The coffee's yielded to its cousin. A waxpaper cup filled with water collects the remnants of one vice, though maybe it's time to invest in an ashtray. Kristen would kill me for smoking inside. Kristen would kill me for smoking in general. And to set the record straight, Kristen never killed me. It's the blur of the sidewalk and the weight of my Levis that make it seem wiser to put a box fan in the window and suck out the stench of a man's last cancerous refuge. I lied again: look up "hiraeth".

The solution sounds simple. Keep my head down and work. Be a productive member of society. Install the pipes required to heat and cool, clean and nourish, move some fluid from Point A to Point B. But I've seen what complacency does to a man, the soul's slow erosion that drains one of talent and dreams. I know great tradesmen who've honed their craft exclusively, giving up on passions that once pulled their veins. Look into the eyes of a colleague on coffee break. Find the sacrifice, expose the dull ache. I fear becoming that man who's got nothing but pension credits and consolidated debt to show for the decades. Most are divorced, some went to rehab. Half have some kid whom they see once a week. The dream is a tease. We punch cards for nothing. Then, once we've realized, it's time to pick plots. Bury my heart at Wounded Knee. Leave the rest for the coyotes.

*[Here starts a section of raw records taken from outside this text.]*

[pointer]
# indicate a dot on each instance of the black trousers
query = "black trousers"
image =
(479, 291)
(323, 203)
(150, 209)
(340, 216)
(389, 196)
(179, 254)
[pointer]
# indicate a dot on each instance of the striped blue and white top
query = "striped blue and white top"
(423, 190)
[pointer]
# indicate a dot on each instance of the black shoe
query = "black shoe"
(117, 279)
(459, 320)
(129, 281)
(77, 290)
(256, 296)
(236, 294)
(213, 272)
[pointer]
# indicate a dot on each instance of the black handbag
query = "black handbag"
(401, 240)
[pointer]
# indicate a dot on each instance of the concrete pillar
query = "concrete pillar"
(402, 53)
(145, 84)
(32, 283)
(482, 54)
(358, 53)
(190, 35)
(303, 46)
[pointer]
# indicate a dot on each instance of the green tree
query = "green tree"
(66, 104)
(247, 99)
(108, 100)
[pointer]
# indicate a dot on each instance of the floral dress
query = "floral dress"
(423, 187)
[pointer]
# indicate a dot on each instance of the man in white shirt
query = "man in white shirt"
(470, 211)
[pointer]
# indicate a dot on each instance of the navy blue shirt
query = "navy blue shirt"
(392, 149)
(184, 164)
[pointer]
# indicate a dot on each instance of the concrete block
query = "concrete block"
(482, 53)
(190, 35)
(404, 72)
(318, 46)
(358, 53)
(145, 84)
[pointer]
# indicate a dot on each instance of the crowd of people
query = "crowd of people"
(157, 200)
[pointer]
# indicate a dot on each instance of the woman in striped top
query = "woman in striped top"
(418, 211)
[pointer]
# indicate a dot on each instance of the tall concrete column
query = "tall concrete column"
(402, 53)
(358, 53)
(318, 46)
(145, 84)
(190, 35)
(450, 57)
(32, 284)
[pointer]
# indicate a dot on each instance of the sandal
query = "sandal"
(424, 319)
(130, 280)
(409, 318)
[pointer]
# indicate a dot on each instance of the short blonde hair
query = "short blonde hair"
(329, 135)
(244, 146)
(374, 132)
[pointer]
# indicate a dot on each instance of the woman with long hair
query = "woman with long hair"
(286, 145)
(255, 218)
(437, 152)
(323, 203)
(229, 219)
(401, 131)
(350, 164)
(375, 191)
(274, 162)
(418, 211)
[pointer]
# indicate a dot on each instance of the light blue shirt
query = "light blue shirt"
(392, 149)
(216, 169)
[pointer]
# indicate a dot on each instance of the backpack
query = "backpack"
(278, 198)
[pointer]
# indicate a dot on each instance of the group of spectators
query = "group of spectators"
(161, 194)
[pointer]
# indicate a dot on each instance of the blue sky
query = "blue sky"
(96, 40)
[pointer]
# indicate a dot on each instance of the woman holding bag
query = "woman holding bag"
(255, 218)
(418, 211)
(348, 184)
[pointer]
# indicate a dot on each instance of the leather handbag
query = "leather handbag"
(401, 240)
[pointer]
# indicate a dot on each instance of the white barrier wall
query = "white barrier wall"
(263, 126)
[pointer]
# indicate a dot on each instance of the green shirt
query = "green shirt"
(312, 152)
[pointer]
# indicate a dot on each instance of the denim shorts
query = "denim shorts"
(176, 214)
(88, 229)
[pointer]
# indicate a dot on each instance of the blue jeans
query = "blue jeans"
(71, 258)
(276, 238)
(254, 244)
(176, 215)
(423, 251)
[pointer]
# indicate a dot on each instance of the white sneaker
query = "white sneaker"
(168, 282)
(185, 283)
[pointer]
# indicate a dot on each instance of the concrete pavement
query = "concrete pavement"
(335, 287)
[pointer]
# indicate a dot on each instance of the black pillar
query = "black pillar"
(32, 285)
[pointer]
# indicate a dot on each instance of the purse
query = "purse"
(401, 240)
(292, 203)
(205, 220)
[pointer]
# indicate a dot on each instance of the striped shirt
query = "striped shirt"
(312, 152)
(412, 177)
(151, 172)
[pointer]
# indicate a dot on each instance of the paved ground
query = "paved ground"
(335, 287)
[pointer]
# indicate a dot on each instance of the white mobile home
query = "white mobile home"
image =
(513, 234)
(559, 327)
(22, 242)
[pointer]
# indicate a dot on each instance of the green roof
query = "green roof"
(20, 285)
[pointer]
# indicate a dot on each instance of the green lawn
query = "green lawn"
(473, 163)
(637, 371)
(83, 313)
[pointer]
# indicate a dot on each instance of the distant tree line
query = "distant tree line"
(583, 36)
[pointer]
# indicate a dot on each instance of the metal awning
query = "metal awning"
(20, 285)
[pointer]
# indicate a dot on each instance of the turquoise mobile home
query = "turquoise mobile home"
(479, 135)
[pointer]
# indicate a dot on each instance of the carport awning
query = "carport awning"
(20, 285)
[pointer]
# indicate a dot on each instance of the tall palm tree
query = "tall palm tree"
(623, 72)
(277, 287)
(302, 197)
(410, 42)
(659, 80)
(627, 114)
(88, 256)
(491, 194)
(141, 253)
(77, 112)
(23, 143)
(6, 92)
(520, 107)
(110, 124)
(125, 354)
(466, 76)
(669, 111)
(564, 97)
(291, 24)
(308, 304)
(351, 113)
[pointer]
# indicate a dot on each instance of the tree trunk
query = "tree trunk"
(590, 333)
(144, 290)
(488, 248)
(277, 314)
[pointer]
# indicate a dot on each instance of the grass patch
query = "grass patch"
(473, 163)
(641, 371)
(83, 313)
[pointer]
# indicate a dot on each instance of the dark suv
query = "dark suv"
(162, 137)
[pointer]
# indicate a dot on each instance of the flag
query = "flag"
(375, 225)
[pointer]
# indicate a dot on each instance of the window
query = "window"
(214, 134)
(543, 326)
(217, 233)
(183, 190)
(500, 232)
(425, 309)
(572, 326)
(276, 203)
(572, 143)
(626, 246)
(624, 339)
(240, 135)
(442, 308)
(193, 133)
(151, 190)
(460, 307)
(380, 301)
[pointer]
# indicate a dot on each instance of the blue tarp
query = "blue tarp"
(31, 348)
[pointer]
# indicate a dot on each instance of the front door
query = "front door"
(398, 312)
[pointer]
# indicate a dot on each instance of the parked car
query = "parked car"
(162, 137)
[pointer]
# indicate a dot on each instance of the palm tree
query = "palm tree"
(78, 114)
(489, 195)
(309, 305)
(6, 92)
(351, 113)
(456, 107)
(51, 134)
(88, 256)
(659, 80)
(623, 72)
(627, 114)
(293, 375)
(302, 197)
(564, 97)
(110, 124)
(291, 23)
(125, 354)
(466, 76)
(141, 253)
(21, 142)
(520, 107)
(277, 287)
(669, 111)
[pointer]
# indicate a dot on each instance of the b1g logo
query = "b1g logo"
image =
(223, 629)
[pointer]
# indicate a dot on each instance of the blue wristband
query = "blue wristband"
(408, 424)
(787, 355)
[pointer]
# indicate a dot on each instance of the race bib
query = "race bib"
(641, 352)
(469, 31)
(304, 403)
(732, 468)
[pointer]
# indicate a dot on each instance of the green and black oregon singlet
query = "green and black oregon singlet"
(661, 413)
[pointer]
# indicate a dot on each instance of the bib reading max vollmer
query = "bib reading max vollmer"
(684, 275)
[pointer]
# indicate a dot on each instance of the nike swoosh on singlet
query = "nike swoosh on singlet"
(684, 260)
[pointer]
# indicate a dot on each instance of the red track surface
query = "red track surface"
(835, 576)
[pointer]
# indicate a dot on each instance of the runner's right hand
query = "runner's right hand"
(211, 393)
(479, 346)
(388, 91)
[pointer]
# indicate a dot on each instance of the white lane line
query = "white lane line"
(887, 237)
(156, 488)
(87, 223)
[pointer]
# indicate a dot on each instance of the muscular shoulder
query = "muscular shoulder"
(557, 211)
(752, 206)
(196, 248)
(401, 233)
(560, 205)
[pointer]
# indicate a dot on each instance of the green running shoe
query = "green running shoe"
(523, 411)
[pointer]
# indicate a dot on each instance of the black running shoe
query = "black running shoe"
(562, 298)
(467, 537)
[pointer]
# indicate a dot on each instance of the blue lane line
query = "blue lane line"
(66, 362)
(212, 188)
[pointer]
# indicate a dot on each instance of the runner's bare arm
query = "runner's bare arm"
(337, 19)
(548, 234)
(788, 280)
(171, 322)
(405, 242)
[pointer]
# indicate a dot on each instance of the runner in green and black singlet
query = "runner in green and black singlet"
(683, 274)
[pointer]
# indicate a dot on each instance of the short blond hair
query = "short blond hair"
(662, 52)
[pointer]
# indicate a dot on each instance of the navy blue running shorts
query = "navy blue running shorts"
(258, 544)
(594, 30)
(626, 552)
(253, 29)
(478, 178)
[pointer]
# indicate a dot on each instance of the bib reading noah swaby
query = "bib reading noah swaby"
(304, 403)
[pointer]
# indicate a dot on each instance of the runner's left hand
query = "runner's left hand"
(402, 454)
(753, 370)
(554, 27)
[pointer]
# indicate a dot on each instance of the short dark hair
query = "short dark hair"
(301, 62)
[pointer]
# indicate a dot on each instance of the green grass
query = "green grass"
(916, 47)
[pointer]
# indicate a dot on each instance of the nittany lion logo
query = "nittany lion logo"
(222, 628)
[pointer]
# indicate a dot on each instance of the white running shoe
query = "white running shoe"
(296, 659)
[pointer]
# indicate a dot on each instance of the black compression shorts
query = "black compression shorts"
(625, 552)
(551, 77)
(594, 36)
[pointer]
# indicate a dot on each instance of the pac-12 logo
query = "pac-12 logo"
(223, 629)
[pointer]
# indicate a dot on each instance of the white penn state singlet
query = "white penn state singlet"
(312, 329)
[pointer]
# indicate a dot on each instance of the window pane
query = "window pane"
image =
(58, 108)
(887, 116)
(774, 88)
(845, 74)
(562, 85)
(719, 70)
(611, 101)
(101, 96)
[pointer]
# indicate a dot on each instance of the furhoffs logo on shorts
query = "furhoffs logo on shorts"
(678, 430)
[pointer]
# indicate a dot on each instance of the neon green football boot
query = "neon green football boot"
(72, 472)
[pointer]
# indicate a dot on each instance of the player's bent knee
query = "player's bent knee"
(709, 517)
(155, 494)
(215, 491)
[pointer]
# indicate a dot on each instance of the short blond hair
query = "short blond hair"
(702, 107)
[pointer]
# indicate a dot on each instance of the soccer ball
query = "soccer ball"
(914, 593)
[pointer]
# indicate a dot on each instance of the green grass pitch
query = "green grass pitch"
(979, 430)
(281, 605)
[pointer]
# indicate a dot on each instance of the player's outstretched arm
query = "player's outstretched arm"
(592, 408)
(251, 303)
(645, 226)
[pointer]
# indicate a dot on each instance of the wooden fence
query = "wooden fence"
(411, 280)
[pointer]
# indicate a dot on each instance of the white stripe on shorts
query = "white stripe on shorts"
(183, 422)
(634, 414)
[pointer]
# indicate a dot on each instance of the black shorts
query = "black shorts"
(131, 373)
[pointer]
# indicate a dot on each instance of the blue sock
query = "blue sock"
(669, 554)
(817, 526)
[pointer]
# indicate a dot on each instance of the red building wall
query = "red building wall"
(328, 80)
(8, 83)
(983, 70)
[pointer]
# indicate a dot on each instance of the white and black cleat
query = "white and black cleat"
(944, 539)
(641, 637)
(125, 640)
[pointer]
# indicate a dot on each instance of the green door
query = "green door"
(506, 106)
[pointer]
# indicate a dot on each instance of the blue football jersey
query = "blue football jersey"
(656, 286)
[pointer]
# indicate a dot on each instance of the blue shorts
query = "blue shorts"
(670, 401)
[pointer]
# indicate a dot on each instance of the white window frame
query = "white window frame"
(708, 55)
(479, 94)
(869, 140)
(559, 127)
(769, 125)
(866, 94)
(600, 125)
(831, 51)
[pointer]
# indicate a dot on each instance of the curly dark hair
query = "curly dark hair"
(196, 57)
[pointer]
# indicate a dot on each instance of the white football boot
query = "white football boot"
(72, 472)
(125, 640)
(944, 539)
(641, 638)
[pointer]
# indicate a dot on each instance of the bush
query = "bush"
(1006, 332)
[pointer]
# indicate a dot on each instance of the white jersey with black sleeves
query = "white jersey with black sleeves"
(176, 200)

But it's not what you think. There's no cry for empathy. You may keep your shoulder. I've got two of my own. Those blessed with this affliction don't do it to see their names in print. It's not about the glory, nor the mercy, nor the sex. We type to suck the poison like the fan propped in my window. Maybe someone gets it. From this stage I see no lighters; some yawning, a few cocked arms, and a more-than-met two-drink minimum. 

Your ears I'm now returning. My feet are all I need. Tomorrow my alarm clock will silence the madness of dreaming. (She lays her head down nightly somewhere safely far from me.)

I wonder how much less we'd respect our favorite mentors if they didn't show discretion that we amateurs ignore. My defense reverts to childhood: that monster in the dark disappeared with bulbs electrified.